Inmigración y darwinismo social
América Latina tenía, a principios de siglo XIX, unos 19 millones de habitantes; el 19,4% era descendiente europeos, 44,5% aborígenes, 31,5% mestizos y un 4,6% descendiente de africanos. Pero con la inmigración, estos datos cambiaron, para los países de clima templado. Hacia 1900, Latinoamérica tenía una población de 63 millones de habitantes. Su fisonomía se transformó, no sólo por la inmigración, sino por la política contra los indígenas, desarrollada por los gobiernos liberales, que ocupaban sus territorios, para expandir su economía agroexportadora. Además, sostenían un prejuicio racista, justificado por la teoría del darwinismo social, por el cual las «razas inferiores» (que para los descendientes de europeos, estaban constituidas por los aborígenes y mestizos) no iban a ayudar al progreso del país. Por eso se le dieron más posibilidades de instalarse en colonias agrícolas, a inmigrantes europeos. El asentamiento de colonos europeos fue el objetivo de todos los gobiernos de la segunda mitad del siglo XIX; la inmigración fue muy importante para la promoción de actividades agrícolas y comerciales de exportación, así como también en talleres, servicios y manufacturas urbanas, y, ocasionalmente, en educación. Una de las causas de la gran emigración europea fue la inserción de las nuevas repúblicas en la economía agroexportadora. Inglaterra comenzó a depender de las importaciones de granos, principalmente trigo, que se producía en el Medio Oeste de Estados Unidos, Argentina y el sur de Rusia. La producción mecanizada de trigo en Estados Unidos produjo una crisis en la agricultura europea y disparó una corriente de campesinos arruinados –especialmente, italianos– que buscaron nuevas oportunidades y tierras en América.

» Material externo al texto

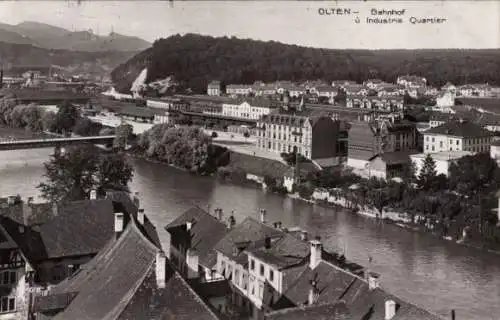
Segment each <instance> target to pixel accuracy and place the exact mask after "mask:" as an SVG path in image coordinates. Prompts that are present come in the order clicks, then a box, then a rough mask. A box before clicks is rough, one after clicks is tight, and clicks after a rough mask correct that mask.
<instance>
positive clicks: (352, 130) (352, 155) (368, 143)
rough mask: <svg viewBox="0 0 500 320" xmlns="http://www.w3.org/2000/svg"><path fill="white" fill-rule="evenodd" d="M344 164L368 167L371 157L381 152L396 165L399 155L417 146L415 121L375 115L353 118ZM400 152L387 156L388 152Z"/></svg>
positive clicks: (387, 158) (357, 166) (396, 152)
mask: <svg viewBox="0 0 500 320" xmlns="http://www.w3.org/2000/svg"><path fill="white" fill-rule="evenodd" d="M347 145H348V154H347V157H348V158H347V165H348V166H349V167H351V168H354V169H360V170H365V169H369V166H370V161H372V160H373V159H375V157H377V156H379V155H382V154H384V156H383V158H385V160H386V161H389V162H390V161H391V160H394V161H396V163H395V164H397V165H399V164H400V160H399V159H401V158H404V159H409V158H407V157H408V154H409V153H410V152H414V151H417V150H418V132H417V129H416V126H415V124H413V123H411V122H407V121H402V120H395V121H391V120H389V119H383V118H381V119H378V120H372V121H370V122H360V121H357V122H353V123H351V128H350V130H349V136H348V143H347ZM397 152H402V153H401V154H399V155H398V154H395V155H392V156H389V155H388V154H392V153H397Z"/></svg>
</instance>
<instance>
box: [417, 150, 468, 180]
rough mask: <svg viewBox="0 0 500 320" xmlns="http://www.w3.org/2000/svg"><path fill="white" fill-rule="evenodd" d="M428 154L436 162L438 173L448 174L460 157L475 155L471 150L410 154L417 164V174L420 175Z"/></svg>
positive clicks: (441, 173)
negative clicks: (473, 154)
mask: <svg viewBox="0 0 500 320" xmlns="http://www.w3.org/2000/svg"><path fill="white" fill-rule="evenodd" d="M427 155H430V156H431V157H432V159H433V160H434V163H435V164H436V174H438V175H440V174H444V175H446V176H448V174H449V170H450V165H451V164H452V163H455V162H456V161H457V160H458V159H460V158H463V157H465V156H470V155H473V153H472V152H470V151H444V152H436V153H419V154H413V155H410V159H411V161H412V162H413V163H414V164H415V174H416V175H417V176H418V175H419V174H420V170H422V167H423V165H424V162H425V158H426V157H427Z"/></svg>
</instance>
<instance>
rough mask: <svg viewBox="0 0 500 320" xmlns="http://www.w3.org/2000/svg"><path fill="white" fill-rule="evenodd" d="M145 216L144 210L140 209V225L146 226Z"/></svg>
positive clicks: (138, 211)
mask: <svg viewBox="0 0 500 320" xmlns="http://www.w3.org/2000/svg"><path fill="white" fill-rule="evenodd" d="M144 218H145V214H144V209H139V210H138V211H137V221H139V223H140V224H142V225H144V220H145V219H144Z"/></svg>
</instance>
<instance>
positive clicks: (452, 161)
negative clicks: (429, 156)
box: [347, 119, 493, 179]
mask: <svg viewBox="0 0 500 320" xmlns="http://www.w3.org/2000/svg"><path fill="white" fill-rule="evenodd" d="M492 141H493V133H492V132H491V131H488V130H486V129H485V128H483V127H482V126H481V125H478V124H476V123H473V122H469V121H466V120H456V121H448V122H445V123H442V124H439V125H437V126H433V127H432V128H430V129H428V130H425V131H423V132H421V133H420V132H419V131H418V130H417V126H416V124H415V123H411V122H409V121H391V120H388V119H383V120H382V119H379V120H374V121H371V122H355V123H352V124H351V129H350V130H349V135H348V160H347V165H348V166H349V167H351V168H353V169H355V170H358V172H360V173H361V174H363V175H368V176H377V177H380V178H384V179H387V178H393V177H397V176H400V174H401V173H402V171H403V170H404V167H405V166H407V165H408V164H410V162H413V163H414V164H415V169H416V173H417V174H418V173H419V171H420V169H421V168H422V165H423V162H424V160H425V158H426V157H427V155H431V157H432V158H433V159H434V160H435V162H436V169H437V173H438V174H445V175H448V169H449V166H450V164H451V163H452V162H454V161H456V160H458V159H460V158H462V157H464V156H467V155H472V154H476V153H480V152H490V149H491V144H492Z"/></svg>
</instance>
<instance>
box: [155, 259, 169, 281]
mask: <svg viewBox="0 0 500 320" xmlns="http://www.w3.org/2000/svg"><path fill="white" fill-rule="evenodd" d="M155 267H156V285H157V286H158V288H165V285H166V280H167V279H166V277H167V275H166V273H167V257H166V256H165V253H164V252H163V251H158V252H157V253H156V266H155Z"/></svg>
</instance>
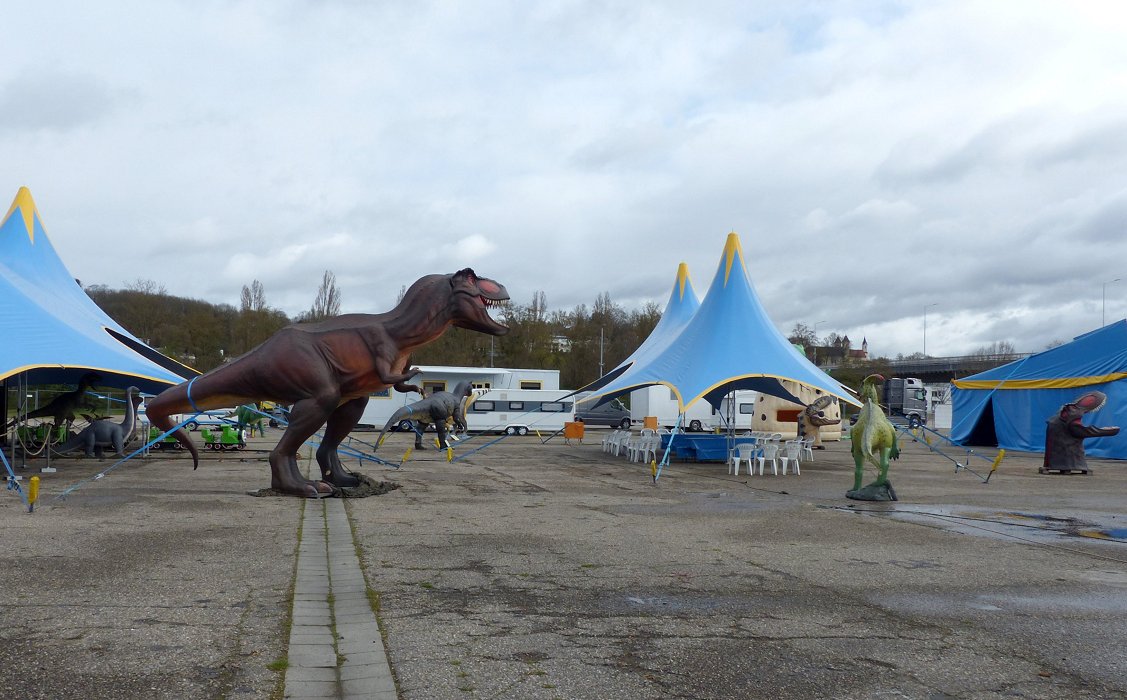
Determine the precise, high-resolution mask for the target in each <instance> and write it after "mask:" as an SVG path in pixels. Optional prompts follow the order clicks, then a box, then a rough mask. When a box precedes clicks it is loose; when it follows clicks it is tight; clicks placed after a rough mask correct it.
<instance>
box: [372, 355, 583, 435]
mask: <svg viewBox="0 0 1127 700" xmlns="http://www.w3.org/2000/svg"><path fill="white" fill-rule="evenodd" d="M419 370H421V372H420V373H419V374H418V375H416V376H415V378H414V379H411V380H410V382H409V383H412V384H417V386H419V387H420V388H421V389H423V390H424V392H425V393H426V395H428V396H429V395H431V393H433V392H435V391H451V390H453V388H454V386H455V384H456V383H458V382H460V381H469V382H470V383H471V384H472V386H473V396H472V397H471V401H470V402H469V404H468V405H467V409H465V423H467V426H468V428H469V429H470V431H471V432H500V433H509V434H518V435H524V434H526V433H529V432H530V431H540V432H544V431H548V432H554V431H558V429H562V428H564V423H565V422H568V420H571V417H573V416H574V415H575V404H574V399H573V398H567V399H566V400H565V397H567V395H569V393H570V391H568V390H565V389H560V388H559V384H560V373H559V370H513V369H505V367H461V366H440V365H420V366H419ZM421 399H423V397H420V396H419V395H417V393H415V392H408V393H401V392H399V391H396V390H394V389H392V388H388V389H384V390H383V391H379V392H375V393H373V395H371V396H370V397H369V401H367V406H366V407H365V408H364V414H363V415H362V416H361V419H360V424H358V425H357V426H356V427H357V429H376V431H379V429H381V428H382V427H383V426H384V424H387V422H388V419H389V418H391V416H392V414H394V413H396V410H398V409H399V408H402V407H403V406H407V405H408V404H414V402H416V401H419V400H421ZM392 429H411V426H410V422H408V420H403V422H402V424H400V425H394V426H392Z"/></svg>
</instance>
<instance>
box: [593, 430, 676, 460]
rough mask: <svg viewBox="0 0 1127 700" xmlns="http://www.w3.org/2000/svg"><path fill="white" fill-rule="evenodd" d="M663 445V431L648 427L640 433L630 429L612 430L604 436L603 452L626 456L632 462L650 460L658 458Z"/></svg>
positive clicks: (614, 455)
mask: <svg viewBox="0 0 1127 700" xmlns="http://www.w3.org/2000/svg"><path fill="white" fill-rule="evenodd" d="M660 446H662V433H660V432H658V431H655V429H651V428H646V429H644V431H642V432H641V434H639V435H635V434H632V433H631V432H630V431H611V434H610V435H607V436H606V437H604V438H603V452H606V453H607V454H613V455H614V457H625V458H627V459H628V460H630V461H631V462H648V461H650V460H656V459H657V451H658V449H660Z"/></svg>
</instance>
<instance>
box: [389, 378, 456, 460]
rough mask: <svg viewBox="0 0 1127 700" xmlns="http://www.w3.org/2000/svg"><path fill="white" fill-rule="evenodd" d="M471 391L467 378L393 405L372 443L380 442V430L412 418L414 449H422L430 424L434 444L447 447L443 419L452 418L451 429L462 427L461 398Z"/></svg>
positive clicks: (446, 442)
mask: <svg viewBox="0 0 1127 700" xmlns="http://www.w3.org/2000/svg"><path fill="white" fill-rule="evenodd" d="M471 393H473V386H472V384H470V382H468V381H461V382H458V384H455V386H454V390H453V391H435V392H434V393H432V395H431V396H428V397H427V398H425V399H423V400H421V401H415V402H414V404H408V405H407V406H403V407H402V408H399V409H397V410H396V413H393V414H391V417H390V418H388V422H387V423H385V424H384V426H383V431H381V432H380V437H379V438H378V440H376V441H375V446H376V448H379V446H380V444H381V443H382V442H383V436H384V434H387V432H388V431H389V429H391V426H393V425H397V424H398V423H399V422H401V420H414V422H416V423H418V424H419V425H418V427H417V428H416V431H415V449H416V450H426V448H424V446H423V433H424V432H425V431H426V426H427V425H434V428H435V429H436V431H437V432H438V448H440V449H443V450H444V449H446V448H449V446H450V442H449V441H447V440H446V420H447V419H450V418H453V420H454V431H455V432H456V431H462V432H464V431H465V407H464V401H465V398H467V397H468V396H470V395H471Z"/></svg>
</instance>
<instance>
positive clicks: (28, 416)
mask: <svg viewBox="0 0 1127 700" xmlns="http://www.w3.org/2000/svg"><path fill="white" fill-rule="evenodd" d="M100 380H101V376H100V375H99V374H98V373H97V372H87V373H86V374H83V375H82V376H81V378H79V380H78V387H77V388H76V389H74V390H73V391H65V392H63V393H60V395H59V396H56V397H55V398H53V399H51V401H50V402H48V404H47V405H46V406H42V407H39V408H36V409H35V410H33V411H30V413H29V414H27V415H26V416H17V417H16V418H12V419H11V420H9V422H8V424H7V425H5V429H8V428H10V427H11V426H12V425H14V424H15V423H16V422H17V420H21V419H25V418H45V417H47V416H51V419H52V420H53V422H54V427H59V426H60V425H65V426H66V429H68V431H70V426H71V424H72V423H74V416H76V414H78V410H79V409H80V408H83V405H85V402H86V391H87V390H88V389H89V388H90V387H92V386H94V384H95V382H98V381H100ZM80 415H85V414H80Z"/></svg>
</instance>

Las transformaciones generadas por la industrialización, provocaron una de las mayores migraciones humanas de la historia: entre 1848 y 1875, nueve millones de individuos abandonaron Europa; la mayoría en dirección a Estados Unidos, pero también fueron a Australia, Argentina, Chile, Uruguay, sur de Brasil y a otros países, en menor proporción. Cuba, todavía, como colonia española, recibió 800.000 inmigrantes.